Toronto Blue Jays – No. 21
- Outfielder
- Born: March 19, 2002 (age 24) Saint Paul, Minnesota, U.S.
- Bats: LeftThrows: Left

MLB debut
- August 7, 2026, for the Toronto Blue Jays

MLB statistics (through September 18, 2026)
- Batting average: .324
- Home runs: 2
- Runs batted in: 11
- Stats at Baseball Reference

Teams
- Toronto Blue Jays (2026–present);

= Brett Bateman =

American baseball player (born 2002)

Brett Allen Bateman (born March 19, 2002) is an American professional baseball outfielder for the Toronto Blue Jays of Major League Baseball (MLB).
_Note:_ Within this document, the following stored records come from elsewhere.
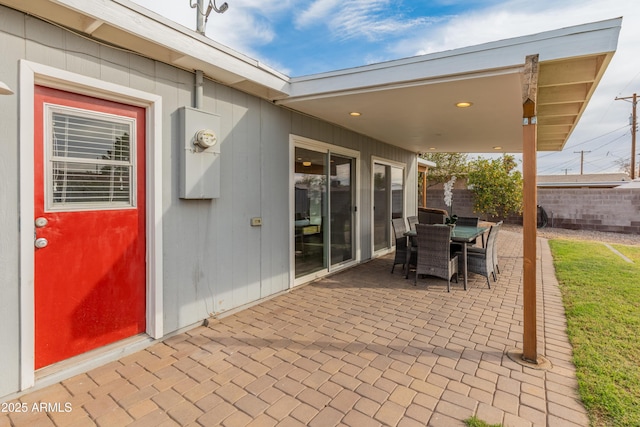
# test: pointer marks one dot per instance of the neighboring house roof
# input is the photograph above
(407, 103)
(587, 180)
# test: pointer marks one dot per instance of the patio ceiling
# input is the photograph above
(408, 103)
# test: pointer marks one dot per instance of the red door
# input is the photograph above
(90, 285)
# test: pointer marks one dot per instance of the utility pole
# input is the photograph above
(581, 159)
(634, 123)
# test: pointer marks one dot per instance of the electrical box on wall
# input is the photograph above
(199, 135)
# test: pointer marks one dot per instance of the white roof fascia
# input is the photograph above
(138, 21)
(504, 56)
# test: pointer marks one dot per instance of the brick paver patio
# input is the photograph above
(360, 348)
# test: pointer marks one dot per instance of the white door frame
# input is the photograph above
(32, 74)
(312, 144)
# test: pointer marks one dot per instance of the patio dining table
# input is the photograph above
(459, 234)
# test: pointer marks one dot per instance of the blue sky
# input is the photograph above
(300, 37)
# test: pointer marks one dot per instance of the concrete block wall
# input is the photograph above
(599, 209)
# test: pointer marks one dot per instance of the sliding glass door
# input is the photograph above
(324, 214)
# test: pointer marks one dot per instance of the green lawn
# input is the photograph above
(601, 294)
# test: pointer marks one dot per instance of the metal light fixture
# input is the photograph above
(203, 17)
(4, 89)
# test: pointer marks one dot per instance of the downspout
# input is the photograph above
(199, 92)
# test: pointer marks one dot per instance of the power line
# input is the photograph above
(582, 160)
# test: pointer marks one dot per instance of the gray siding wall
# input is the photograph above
(213, 259)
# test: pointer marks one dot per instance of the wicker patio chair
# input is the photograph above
(494, 250)
(432, 215)
(481, 261)
(402, 249)
(434, 256)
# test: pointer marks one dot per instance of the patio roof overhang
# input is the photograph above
(409, 103)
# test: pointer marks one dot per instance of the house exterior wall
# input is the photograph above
(213, 259)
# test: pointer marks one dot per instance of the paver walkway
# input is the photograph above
(360, 348)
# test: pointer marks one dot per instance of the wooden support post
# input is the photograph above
(529, 207)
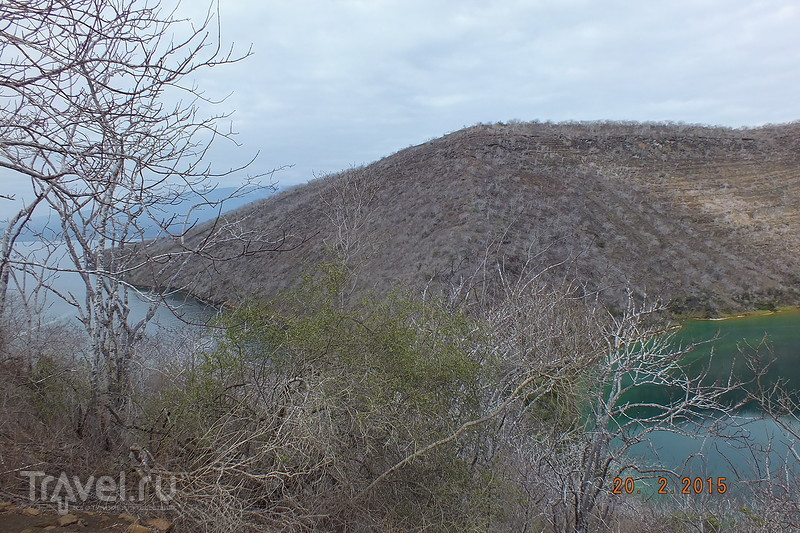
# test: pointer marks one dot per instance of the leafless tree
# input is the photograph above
(100, 116)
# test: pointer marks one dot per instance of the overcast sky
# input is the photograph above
(336, 83)
(331, 84)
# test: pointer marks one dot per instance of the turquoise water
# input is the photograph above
(747, 446)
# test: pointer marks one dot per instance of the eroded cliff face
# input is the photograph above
(706, 218)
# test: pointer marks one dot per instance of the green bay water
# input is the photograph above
(746, 446)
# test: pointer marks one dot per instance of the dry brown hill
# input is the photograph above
(707, 218)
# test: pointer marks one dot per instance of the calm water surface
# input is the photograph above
(750, 447)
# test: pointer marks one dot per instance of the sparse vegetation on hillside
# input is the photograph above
(325, 411)
(696, 215)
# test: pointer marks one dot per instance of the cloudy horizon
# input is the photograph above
(332, 84)
(335, 84)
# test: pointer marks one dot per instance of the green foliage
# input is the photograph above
(56, 389)
(343, 391)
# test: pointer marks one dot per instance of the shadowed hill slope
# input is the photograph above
(707, 218)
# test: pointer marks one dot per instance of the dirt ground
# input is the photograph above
(16, 519)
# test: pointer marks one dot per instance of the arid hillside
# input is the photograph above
(705, 218)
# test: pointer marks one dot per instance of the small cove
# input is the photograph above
(746, 446)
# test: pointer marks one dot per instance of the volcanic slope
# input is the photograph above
(705, 218)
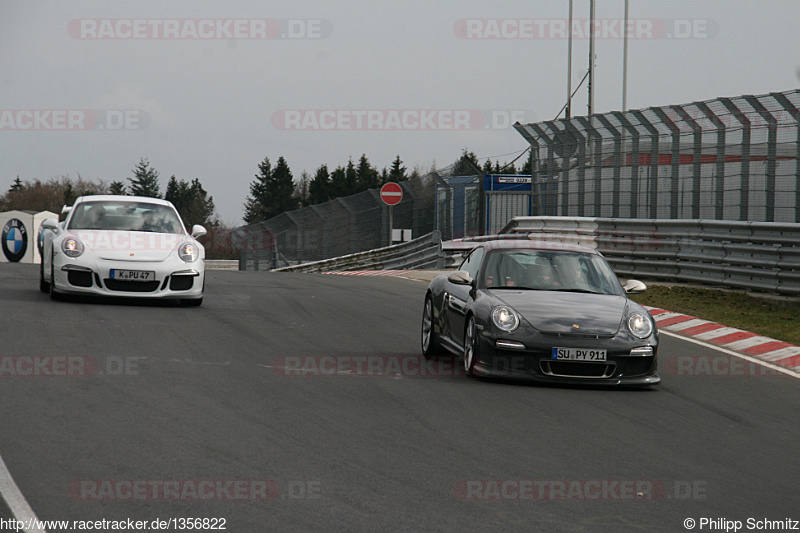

He debuted in MLB in 2026.

== Early life ==
Bateman attended Mounds View High School in Arden Hills, Minnesota and played three years of college baseball at the University of Minnesota for the Minnesota Golden Gophers. In 2021 and 2022, he played collegiate summer baseball in the Northwoods League with the Willmar Stingers. As a junior for the Golden Gophers in 2023, Bateman hit .354 with 17 stolen bases across 50 games. After the 2023 collegiate season, he played in 13 games with the Cotuit Kettleers of the Cape Cod Baseball League and batted .500 across 46 at-bats.

== Professional career ==
=== Chicago Cubs ===
Bateman was selected by the Chicago Cubs in the eighth round of the 2023 Major League Baseball draft. He signed with the team for $180,000. Bateman made his professional debut with the rookie-level Arizona Complex League Cubs and was quickly promoted to the Single-A Myrtle Beach Pelicans, hitting .283 with 16 RBI and 14 stolen bases across 32 games played. In 2024, he began the season with the High-A South Bend Cubs and was promoted to the Double-A Tennessee Smokies during the season. Over 107 games played with both teams, Bateman batted .272 with one home run, 30 RBI and 30 stolen bases. Bateman returned to the Smokies for the entirety of the 2025 season and hit .261 with two home runs, 33 RBI, and 19 stolen bases. He was assigned to the Triple-A Iowa Cubs to open the 2026 season. Bateman played in 82 games for Iowa and had a .312/.430/.421 slash line with three home runs, 33 RBI, and 20 stolen bases.

=== Toronto Blue Jays ===
On August 2, 2026, the Cubs traded Bateman and Ty Southisene to the Toronto Blue Jays in exchange for Kevin Gausman. After playing two games with the Triple-A Buffalo Bisons, he was promoted to the major league roster after an injury to infielder Luis Urías and made his MLB debut on August 7 against the Philadelphia Phillies. He recorded his first MLB hit, a double off of Phillies starter Zack Wheeler, on the first pitch he saw during his first major league at-bat. Bateman hit his first MLB home run on September 11, a two-run home run, off Baltimore Orioles pitcher Alex Hoppe.

== Personal life ==
Bateman's father was the head coach for the Augsburg University baseball team from 2004 to 2026. His mother is Korean and was adopted by an American couple when she was three years old.